Цвет морской волны сиял в этих загорелых пальцах. Морган была одной из немногих, кто присвоил род русалок — тех, кто были обречены на вечные страдания, тех, кого никогда бы не полюбили за красочность рёбер и лестные колыбели слов, которые они плели одинокими ночами.
Но несчастье и печаль девушки разделил свет, который бранили тьмой — человек, который стоял на борту корабля и так же жил водой, но только вода протекала под ним. Он не жил денежными морскими восходами и яркими лучами заката, который прощался, а после выходил прекрасной луной — неприкосновенной луной, до которой было невозможно дотянуться. Её сияние и её блеск слепили своей красотой, но никто никогда не знал, о чём она так сильно плачет ночами.
Но он был тем, кто забрал её печали.

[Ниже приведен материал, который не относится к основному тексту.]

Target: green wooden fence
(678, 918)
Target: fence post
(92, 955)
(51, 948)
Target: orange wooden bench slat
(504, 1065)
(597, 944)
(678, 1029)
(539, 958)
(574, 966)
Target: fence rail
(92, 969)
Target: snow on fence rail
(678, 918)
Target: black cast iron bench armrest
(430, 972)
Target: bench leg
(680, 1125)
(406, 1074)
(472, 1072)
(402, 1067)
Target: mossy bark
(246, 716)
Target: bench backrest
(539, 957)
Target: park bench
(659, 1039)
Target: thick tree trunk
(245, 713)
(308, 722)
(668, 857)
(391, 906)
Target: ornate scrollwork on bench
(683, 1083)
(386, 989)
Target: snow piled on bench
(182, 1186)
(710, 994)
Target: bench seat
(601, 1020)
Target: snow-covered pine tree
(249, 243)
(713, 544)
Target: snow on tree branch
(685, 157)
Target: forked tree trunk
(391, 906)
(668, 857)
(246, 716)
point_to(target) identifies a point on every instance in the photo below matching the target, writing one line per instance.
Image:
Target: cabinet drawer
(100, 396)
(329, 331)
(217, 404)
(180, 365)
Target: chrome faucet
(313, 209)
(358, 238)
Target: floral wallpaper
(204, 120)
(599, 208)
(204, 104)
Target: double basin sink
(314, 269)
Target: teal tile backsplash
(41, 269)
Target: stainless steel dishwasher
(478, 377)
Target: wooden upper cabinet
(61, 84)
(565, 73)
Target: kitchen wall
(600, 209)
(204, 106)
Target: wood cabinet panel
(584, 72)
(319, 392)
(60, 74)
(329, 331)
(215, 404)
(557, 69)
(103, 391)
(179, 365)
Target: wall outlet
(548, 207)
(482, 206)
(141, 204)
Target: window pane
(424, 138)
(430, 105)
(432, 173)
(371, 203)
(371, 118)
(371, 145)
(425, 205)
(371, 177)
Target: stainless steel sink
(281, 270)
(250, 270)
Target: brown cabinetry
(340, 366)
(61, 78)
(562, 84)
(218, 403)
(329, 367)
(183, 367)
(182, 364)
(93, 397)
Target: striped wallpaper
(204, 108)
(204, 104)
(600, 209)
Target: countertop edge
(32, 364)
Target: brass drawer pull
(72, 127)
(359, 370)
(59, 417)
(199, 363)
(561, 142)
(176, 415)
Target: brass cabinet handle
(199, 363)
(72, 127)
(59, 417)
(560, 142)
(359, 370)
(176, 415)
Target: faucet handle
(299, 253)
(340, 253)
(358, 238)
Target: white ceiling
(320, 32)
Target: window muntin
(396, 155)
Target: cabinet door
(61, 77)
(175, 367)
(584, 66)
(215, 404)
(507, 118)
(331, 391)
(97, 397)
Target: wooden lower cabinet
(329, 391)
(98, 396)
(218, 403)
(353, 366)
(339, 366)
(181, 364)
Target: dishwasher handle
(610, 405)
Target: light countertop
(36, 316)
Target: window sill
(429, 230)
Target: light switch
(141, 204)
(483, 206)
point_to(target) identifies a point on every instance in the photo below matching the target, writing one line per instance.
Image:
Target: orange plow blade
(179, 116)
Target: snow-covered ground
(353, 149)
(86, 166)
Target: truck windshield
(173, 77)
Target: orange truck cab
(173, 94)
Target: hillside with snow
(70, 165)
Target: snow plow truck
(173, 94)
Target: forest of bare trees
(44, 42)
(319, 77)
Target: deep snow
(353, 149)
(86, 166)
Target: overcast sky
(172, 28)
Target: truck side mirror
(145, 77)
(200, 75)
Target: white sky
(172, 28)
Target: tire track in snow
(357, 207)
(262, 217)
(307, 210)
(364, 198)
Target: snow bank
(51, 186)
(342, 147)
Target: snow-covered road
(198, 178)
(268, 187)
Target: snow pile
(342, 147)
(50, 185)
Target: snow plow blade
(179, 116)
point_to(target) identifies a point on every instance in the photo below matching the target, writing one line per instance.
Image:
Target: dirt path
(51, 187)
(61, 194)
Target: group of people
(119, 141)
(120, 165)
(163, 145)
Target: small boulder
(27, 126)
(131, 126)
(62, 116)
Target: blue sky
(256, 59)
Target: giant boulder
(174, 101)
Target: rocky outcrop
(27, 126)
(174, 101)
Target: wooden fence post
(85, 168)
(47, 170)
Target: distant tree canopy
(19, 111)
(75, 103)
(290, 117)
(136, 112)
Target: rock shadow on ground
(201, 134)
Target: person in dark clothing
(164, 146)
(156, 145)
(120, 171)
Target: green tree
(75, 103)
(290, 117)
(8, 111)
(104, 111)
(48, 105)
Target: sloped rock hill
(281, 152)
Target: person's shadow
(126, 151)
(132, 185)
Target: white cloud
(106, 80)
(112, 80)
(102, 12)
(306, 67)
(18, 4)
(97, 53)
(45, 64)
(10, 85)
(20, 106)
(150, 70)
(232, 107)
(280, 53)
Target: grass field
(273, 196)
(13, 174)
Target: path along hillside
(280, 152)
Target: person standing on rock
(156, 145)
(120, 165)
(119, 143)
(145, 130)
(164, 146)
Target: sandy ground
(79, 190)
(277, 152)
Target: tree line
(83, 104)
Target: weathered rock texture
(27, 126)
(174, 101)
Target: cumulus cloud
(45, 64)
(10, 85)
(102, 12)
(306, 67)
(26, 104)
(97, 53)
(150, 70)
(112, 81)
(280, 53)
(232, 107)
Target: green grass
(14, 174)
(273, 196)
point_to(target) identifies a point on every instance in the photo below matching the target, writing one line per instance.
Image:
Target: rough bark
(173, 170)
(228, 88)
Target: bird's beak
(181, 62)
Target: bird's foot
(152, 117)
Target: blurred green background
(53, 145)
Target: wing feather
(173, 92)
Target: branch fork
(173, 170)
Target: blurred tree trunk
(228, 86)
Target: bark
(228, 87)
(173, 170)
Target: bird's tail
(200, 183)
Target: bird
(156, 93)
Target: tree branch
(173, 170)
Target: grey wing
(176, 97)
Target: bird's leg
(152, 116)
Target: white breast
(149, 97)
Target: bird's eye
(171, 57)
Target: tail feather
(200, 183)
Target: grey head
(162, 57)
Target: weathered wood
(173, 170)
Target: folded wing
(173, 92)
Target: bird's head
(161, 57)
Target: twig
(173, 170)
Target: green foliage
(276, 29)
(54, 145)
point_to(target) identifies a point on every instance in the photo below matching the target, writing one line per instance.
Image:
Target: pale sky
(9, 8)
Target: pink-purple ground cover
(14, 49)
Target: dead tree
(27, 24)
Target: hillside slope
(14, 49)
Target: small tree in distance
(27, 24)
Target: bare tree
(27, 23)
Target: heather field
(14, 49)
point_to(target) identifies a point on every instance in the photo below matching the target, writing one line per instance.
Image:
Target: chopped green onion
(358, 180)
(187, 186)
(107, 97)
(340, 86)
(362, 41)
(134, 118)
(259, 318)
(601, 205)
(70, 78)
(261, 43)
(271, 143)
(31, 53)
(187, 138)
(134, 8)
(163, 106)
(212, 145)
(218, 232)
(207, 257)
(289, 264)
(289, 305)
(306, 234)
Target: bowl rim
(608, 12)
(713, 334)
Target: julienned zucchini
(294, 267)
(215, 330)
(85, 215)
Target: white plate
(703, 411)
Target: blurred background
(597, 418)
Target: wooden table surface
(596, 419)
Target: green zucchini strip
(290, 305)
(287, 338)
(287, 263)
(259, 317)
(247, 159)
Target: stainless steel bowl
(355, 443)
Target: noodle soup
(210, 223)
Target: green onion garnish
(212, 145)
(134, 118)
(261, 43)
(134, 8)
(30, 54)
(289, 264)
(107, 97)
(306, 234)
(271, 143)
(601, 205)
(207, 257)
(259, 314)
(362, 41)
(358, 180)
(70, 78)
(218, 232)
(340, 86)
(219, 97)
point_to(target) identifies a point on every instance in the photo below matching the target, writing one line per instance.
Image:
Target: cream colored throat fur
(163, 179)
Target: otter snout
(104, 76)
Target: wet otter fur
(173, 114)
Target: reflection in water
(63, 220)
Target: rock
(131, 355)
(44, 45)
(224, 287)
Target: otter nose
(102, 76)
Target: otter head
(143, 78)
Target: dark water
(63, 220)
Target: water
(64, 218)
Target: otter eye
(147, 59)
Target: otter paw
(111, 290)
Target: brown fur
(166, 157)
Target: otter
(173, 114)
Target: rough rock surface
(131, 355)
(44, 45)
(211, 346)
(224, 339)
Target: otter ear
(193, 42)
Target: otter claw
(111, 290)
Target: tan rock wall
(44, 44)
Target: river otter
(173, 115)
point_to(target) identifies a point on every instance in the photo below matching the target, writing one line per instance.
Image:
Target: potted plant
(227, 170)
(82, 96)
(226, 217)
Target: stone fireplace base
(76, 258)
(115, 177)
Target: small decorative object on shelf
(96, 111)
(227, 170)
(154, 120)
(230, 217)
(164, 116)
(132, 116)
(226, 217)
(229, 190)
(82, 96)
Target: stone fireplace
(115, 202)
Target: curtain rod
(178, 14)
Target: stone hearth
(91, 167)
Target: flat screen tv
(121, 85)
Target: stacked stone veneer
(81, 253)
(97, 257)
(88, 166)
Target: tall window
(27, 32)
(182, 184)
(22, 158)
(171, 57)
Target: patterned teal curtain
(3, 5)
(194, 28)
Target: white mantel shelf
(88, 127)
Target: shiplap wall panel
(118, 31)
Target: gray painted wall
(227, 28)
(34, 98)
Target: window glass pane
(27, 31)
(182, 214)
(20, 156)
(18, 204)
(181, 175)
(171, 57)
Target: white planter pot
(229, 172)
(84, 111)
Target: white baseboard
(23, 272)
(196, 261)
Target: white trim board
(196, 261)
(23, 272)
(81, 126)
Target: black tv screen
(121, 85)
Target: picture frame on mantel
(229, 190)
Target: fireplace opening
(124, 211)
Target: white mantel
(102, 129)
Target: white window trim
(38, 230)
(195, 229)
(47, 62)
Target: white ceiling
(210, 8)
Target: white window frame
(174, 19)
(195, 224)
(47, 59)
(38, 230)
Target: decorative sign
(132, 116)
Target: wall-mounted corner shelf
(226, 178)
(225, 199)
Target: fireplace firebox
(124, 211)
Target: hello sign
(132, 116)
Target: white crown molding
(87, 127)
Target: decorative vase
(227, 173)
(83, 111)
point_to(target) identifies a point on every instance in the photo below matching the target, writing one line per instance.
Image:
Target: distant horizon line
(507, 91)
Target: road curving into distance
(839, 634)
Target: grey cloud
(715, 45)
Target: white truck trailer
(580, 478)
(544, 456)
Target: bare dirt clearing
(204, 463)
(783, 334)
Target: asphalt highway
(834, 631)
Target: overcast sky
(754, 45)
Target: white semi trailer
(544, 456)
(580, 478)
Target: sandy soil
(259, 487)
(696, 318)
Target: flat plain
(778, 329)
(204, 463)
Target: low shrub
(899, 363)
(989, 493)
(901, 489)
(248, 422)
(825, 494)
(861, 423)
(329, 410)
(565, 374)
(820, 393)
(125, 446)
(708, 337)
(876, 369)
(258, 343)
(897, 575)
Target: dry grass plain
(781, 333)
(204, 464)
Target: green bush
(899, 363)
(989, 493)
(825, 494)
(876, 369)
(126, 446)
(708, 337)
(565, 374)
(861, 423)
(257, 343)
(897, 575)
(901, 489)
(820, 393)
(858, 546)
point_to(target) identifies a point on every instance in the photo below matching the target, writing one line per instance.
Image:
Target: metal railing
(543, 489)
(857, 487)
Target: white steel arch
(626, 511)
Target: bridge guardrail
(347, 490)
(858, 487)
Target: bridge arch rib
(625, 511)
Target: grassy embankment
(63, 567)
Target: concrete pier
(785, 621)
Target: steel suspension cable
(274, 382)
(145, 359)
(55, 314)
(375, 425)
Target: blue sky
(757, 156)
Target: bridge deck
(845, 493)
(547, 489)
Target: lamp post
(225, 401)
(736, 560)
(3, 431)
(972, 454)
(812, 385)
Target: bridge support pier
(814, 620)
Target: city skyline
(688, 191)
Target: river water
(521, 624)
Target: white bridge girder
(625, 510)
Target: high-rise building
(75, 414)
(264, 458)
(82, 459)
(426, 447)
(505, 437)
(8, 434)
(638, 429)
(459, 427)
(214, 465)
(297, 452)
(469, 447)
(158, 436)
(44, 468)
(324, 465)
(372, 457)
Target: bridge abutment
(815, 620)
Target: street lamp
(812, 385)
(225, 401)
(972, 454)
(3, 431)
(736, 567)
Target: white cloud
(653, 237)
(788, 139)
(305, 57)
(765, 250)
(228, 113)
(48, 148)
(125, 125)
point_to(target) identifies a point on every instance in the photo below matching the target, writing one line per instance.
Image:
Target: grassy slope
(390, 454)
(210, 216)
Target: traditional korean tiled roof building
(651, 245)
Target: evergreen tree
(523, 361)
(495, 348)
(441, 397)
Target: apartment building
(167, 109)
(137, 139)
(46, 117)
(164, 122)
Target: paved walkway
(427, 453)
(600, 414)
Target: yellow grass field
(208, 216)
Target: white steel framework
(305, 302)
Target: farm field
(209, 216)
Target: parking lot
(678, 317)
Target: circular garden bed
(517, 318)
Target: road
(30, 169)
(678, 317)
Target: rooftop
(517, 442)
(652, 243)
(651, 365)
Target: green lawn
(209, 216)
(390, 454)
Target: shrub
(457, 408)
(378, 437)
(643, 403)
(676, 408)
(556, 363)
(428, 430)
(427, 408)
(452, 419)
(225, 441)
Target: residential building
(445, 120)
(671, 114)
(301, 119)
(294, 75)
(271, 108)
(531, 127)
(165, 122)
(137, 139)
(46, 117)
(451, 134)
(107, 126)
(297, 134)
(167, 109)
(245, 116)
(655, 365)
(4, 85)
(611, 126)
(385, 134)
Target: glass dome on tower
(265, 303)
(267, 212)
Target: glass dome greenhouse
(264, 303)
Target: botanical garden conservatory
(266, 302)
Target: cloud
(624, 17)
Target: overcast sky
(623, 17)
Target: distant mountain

Тело Морган было обездвижено от одного его взгляда, её босые ноги вечностью бежали к пирсу в ожидании крепких объятий своего Моряка. Лишь его голос утешал ту в ночи. Вильям затмевал свет своей тенью.
Грозились слухи смерти и гибели. Грозились не только косые взгляды народа, но и родная мама. И никто никогда так и не узнал, что таится в этом певучем сердце дитя моря. По кому тосковало её сердце? Она ждала его. И он появлялся, заменяя любое желание, и после встречи лишь добавлял одно — встретиться ещё раз. Ещё раз дышать в это плечо, ещё раз трепетно обжигать губы и плести венок из пёстрых цветков в ночи, рассказывая друг другу, как стучат их сердца.
Его карие глаза, казалось, были такие же, как и у всех других людей. Но только его глаза, как ничьи другие, успокаивали. И у обоих сердце трепетно летало и билось в грудной клетке, когда любовь и страх запутывались в одном чувстве.
Юные влюбленные чьи влажные губы всегда были открыты друг для друга. Солнечные лучи прорывались сквозь камни и приходили на шум искреннего смеха и прибоя. А также восходил рассвет, и с ним ветер, который заплетал две кудрявые пряди в одну.
Босые стопы и мягкий бег — душевный и тёплый — бег по мягкому песку, по влажному и чистому, как детская непринуждённая любовь, которая летала в воздухе между ними. Пальцы переплетались в замок, и крепкие объятия связывали узами тепла после холодного прибоя.
И после каждой тёплой встречи на душу ложился холод. На одинокую душу Морган. С её груди улетало тепло, когда рука Вильяма, стоя на носу корабля, не переставала махать ей. Но ещё больнее были последние объятия.
Казалось, что она умирала, и с каждым его приездом воскрешалась снова. Запрет, как ключ, хранил улыбки обоих. И только душе оставалось надеяться, что мир пожалеет одиноких и разрешит делить жизнь вместе.
А пока жизнь разрешала лишь убегать вдаль и таиться за обитыми камнями. Слушать шум прибоя и делить последние ночи за месяц встречи.
И Морган расцветала, расцветала что есть силы. В её мыслях, будто лечебные травы, всплывали карие глаза Вильяма. Его крепкие руки с нежной хваткой и длинными пальцами, его ямочки на щеках и веснушки на остром носу. Его мягкие объятия и нежные прикосновения, трепетное вплетание цветов в волосы, бережные взмахивания ресниц — всё это заставляло Морган засыпать, чтобы проснувшись вновь думать о нём.
Он сам был как птица — крылья, которые пока сжаты, птица, которая ещё не готова взлететь. Такой же хрупкой птицей была и Морган. И в те моменты света ничто не могло её усомнить в одиночестве и отчаянии, ведь она знала: «Мы встретимся».